After nine months, 66 percent of those getting the procedure remained free of atrial fibrillation episodes compared with only 16 percent of those receiving medication. Patients getting the procedure also reported substantial improvements in quality of life.

Earlier trials had found that up to 6 percent of patients getting catheter ablation experienced serious complications such as a heart puncture, blood clotting or damage to nearby nerves or to the esophagus. None of these side effects occurred in the new study. The authors note that many of the doctors performing these procedures had “considerable experience in atrial fibrillation ablation,” which may explain in part the low complication rate.

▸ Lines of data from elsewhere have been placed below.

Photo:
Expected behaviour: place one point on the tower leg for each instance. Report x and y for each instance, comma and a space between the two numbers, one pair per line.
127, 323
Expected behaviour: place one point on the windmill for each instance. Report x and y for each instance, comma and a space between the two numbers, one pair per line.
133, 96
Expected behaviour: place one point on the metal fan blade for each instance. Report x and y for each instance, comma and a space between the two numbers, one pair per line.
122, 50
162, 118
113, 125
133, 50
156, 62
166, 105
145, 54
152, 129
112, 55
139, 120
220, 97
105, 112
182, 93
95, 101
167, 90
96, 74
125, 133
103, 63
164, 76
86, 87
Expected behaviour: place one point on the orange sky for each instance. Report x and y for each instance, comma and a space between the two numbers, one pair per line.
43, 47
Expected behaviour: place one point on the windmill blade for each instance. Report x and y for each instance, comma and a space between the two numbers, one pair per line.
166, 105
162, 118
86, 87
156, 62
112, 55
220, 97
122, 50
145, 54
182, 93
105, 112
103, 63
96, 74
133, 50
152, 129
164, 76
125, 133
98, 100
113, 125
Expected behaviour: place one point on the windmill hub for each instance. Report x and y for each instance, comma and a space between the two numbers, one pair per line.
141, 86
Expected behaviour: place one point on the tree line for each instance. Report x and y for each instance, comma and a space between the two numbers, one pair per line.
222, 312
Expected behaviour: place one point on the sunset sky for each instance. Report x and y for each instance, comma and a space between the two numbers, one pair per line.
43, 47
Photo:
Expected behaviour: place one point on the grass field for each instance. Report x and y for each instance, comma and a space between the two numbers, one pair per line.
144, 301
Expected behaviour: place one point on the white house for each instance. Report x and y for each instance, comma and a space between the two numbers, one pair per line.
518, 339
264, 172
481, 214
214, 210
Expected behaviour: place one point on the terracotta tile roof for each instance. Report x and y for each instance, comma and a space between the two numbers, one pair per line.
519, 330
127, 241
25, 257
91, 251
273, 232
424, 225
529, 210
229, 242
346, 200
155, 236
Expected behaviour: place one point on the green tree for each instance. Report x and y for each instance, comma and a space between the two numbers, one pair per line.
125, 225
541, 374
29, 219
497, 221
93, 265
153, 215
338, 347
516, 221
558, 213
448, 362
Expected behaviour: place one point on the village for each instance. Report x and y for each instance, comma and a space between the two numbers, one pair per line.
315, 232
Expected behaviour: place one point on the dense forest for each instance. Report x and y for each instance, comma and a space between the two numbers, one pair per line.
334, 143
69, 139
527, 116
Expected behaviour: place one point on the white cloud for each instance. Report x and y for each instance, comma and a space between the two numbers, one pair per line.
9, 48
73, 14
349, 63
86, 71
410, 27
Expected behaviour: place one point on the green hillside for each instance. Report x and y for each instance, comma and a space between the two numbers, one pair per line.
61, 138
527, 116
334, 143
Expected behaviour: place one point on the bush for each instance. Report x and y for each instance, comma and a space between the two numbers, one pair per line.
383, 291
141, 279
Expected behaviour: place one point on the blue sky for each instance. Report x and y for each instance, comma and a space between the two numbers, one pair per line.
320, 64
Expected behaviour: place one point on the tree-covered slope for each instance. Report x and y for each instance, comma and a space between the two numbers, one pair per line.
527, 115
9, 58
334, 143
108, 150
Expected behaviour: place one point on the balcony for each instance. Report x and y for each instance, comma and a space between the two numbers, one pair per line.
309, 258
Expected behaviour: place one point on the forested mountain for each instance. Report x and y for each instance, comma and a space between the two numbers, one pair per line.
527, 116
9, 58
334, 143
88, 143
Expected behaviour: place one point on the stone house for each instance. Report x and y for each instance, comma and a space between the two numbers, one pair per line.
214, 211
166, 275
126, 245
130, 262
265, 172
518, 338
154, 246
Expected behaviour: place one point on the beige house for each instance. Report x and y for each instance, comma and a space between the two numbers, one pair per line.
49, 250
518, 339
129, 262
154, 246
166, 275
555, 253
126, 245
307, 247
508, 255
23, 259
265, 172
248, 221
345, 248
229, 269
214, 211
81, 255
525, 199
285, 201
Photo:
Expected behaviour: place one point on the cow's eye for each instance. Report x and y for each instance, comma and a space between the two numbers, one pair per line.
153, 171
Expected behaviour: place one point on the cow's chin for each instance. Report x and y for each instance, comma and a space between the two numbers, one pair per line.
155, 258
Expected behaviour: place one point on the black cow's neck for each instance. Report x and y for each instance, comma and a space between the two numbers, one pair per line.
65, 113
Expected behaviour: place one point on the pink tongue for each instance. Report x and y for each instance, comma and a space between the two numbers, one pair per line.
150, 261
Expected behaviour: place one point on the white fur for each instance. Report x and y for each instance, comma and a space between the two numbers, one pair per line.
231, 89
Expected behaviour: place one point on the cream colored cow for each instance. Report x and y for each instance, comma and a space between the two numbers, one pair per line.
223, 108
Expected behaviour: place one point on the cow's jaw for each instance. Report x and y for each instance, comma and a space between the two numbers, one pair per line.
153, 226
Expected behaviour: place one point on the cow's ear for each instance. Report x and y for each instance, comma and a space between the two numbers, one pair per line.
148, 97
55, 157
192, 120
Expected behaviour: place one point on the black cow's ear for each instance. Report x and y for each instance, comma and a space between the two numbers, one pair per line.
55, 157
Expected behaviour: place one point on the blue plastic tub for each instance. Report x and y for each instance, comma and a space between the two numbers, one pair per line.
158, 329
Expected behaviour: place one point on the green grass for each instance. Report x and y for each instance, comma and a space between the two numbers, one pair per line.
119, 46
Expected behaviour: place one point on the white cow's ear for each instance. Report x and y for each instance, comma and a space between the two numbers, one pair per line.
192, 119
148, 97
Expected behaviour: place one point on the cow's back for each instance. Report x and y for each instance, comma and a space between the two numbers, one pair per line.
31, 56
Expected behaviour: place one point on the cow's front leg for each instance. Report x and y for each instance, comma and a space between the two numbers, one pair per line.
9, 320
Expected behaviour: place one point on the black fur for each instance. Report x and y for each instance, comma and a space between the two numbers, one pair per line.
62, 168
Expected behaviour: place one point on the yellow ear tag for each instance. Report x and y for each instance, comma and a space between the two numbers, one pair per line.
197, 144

The doctors used a cooled catheter approved by the U.S. Food and Drug Administration last year. In Europe, where the new device has been used since 2004, researchers have found that it works well, says Giuseppe Stabile, a cardiologist at the Mediterranean Clinic in Naples, Italy. The new device also probably lessened the number of serious complications in this trial, says Stabile, who didn’t participate in the study.

Atrial fibrillation is marked by a rapid, chaotic heartbeat that can cause blood clots and increase the risk of stroke. The condition also causes fatigue, shortness of breath, chest pain and fainting, and can eventually cause heart failure.

While the root cause of atrial fibrillation remains unclear, scientists have traced the problem to when pacemaker cells in the heart fail in their job of generating regular electrical impulses. Doctors target these aberrant cells with an electrode-tipped catheter that destroys the cells in much the same way wounds are cauterized.

Roughly 2 million people in the United States have atrial fibrillation. Wilber estimates that 50,000 to 100,000 catheter ablations are now performed each year.

It remains unclear how long the effects of catheter ablation last, which patients are most likely to benefit and whether the procedure extends life span. Those issues are still under investigation, Wilber says.